2歳児クラスへ進級して2日目。朝は毎日先生を探して、”シワ〜〜”と涙を流しているようだが、新しい担当のベテラン先生といつものお友達のいつもの様子を見てなんとか踏ん張っている。その踏ん張りは、無理している感じとはちょっと違う。泣いているのは我が家だけだけど、それでいいと思う。寂しかったり、不安だったり、感じたことを出せるのなら、それでいいと思う。

この数日は、わたしはわたしで踏ん張っていた。進級準備の縫い物。お昼寝用の敷きタオルとして使うバスタオルにゴムを付けたり、手拭きタオルにゴムをつけたり。これまでの縫い物は、母にお願いしたり、お友達の「みしんの子」さんにお願いしたり。有り難き幸せだった。だけど、今回はうっかりがんばってみようと思ってしまったのだった。

まずは新しいバスタオル選びから。ここは迷うことはなく、「今治タオル」。昨年、愛媛での写真ワークショップに講師として呼んで頂いた時に泊まったお宿のタオルが、すべてこの今治タオルだった。その質の高さには本当に感動した。今治タオルというのは1つのメーカーの名前ではなくて、1つのプロジェクト名のようなもの。タオル産地「今治(いまばり)」市で作られたタオルで、さらに厳しい審査を通過したものが「今治タオル」マークが付けられる。赤と青と白の清潔感漂うロゴデザインは、佐藤可士和さん。

とはいえ、ピンからキリまであるのは確かな今治タオル。さまざまな種類があるため、「タオルソムリエ」とやらがいらっしゃるくらい。ほんとは現場に行って確かめたいのだけど、今回はひとまず「メゾンドサンホーキンサンターノ」というホテル仕様のものを選んだ。なるほど、これはいい。届いた瞬間、嬉しくなった。2枚で5000円強。1日1時間半200日くらい使うことを考えるとお安いもの。

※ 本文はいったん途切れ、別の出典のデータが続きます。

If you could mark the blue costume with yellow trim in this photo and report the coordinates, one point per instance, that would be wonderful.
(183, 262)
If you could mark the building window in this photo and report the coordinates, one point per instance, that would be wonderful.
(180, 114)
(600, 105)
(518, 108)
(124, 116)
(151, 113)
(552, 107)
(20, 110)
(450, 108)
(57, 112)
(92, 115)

針と糸。これはいまだに小学校の時に支給されたお裁縫セットのもの。1980年代の懐かしいグリーンの針山。「みしんの子」さんが作ってくれた優しい服や小物たちを見てはイメージトレーニングして、チクチクスタート。ところが、サンターノはやはりしっかりしていて針が入らず、早速苦戦。早速休憩。土曜日は撮影仕事で西宮を駆け巡って、休む間もなく、またチクチク。日曜日の朝はデータ納品仕事で、昼は子守りで弁天町のコーナンまで出かけてリフレッシュ。そして迫り来る新学期スタートを前に、寝かしつけが終わってからラストスパート。

一針一針、時々指にも刺さりながら(なぜ?)、一針一針。そうしているうちに、不思議と穏やかな気持ちが訪れてきた。心がチクチク痛かった先生とのお別れを、チクチクチクチクと針と糸がどこかへ連れ去って行ってくれている感じがした。いや、違った。先生に頼り過ぎていた自分に気づかされた。仕事と育児と病気と、不安だらけの中で拠り所としていた存在。独り立ちせねばならぬ時が来たのだ。次へ進めるよ。針と糸が、背中を押してくれた。深夜1時、バスタオル8カ所、手拭きタオル4カ所、散歩帽子2カ所、合計14カ所のゴム付けが終わった。